Due giorni dopo il Word Press Freedom Day, l’amministrazione Duterte ha chiuso ABS-CBN, il più grande network di diffusione delle notizie via radio e tv delle Filippine. La National Telecommunications Commission (NTC) ha emesso infatti un ordine di cessazione delle attività di ABS-CBN per il 4 maggio. In dichiarazioni separate, la National Union of Journalists of the Philippines (NUJP) ha condannato la mossa, affermando che il ruolo dei media è ancora più importante nel mezzo di un’emergenza sanitaria globale. La sospensione della licenza a ABS-CBN è il più grande attacco, finora, ai media filippini dopo l’inizio della pandemia. (Le Filippine hanno perso due posizioni nel recente World Press Freedom Index pubblicato da Reporter Senza frontiere (RSF) per l’anno 2020). Per esempio, dalla messa in atto della lergge chimata Bayanihan To Heal come One Act, alcuni giornalisti sono stati messi in prigione per aver diffuso “notizie false” sulla pandemia di COVID-19. Le cosidette “fake news” conferiscono al governo i poteri di perseguire qualsiasi reporter o media che pubblicano notizie non gradite al governo di Duterte.
La pandemia viene così utilizzata per la repressione dei media che vengono demonizzati quando esprimono il dissenso circa la risposta militaristica del governo alla crisi sanitaria. Ha diversi giornalisti del paese è stata ritirata la licenza di operare perché non accreditati dal governo per seguire lo sviluppo della pandemia.
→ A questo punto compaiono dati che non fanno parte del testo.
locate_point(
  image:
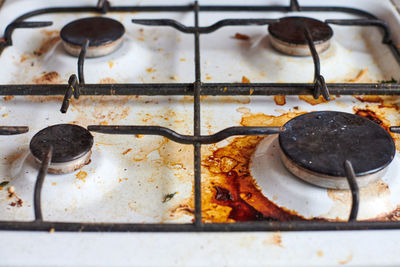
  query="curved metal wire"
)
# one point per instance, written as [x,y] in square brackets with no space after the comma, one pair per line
[183,139]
Anche la continua accusa di essere ‘sovversivi’ verso alcuni giornalisti critici del governo non si è fermata durante la crisi sanitaria, nonostante l’insistenza sul fatto che i media sono un partner efficace per diffondere utili consigli in questo momento cruciale.  A Iloilo, per esempio, sette giornalisti sono stati arrestati il ​​1 ° maggio, per presunta violazione del Republic Act 11332, che richiedeva la segnalazione obbligatoria di malattie trasmissibili ed eventi sanitari che minacciano la salute pubblica, cosa che loro hanno fatto.
In altre parole, la lotta contro il COVID-19 è diventata anche una vera e propria guerra contro il giornalismo indipendente; molte volte brutale. Dal 1 gennaio 2019 al 30 aprile 2020, sono state numerose le minacce, attacchi e arresti contro lavoratori dei media (con 3 giornalisti uccisi). Oggi chi ne fa le spese è, appunto, ABS-CBN.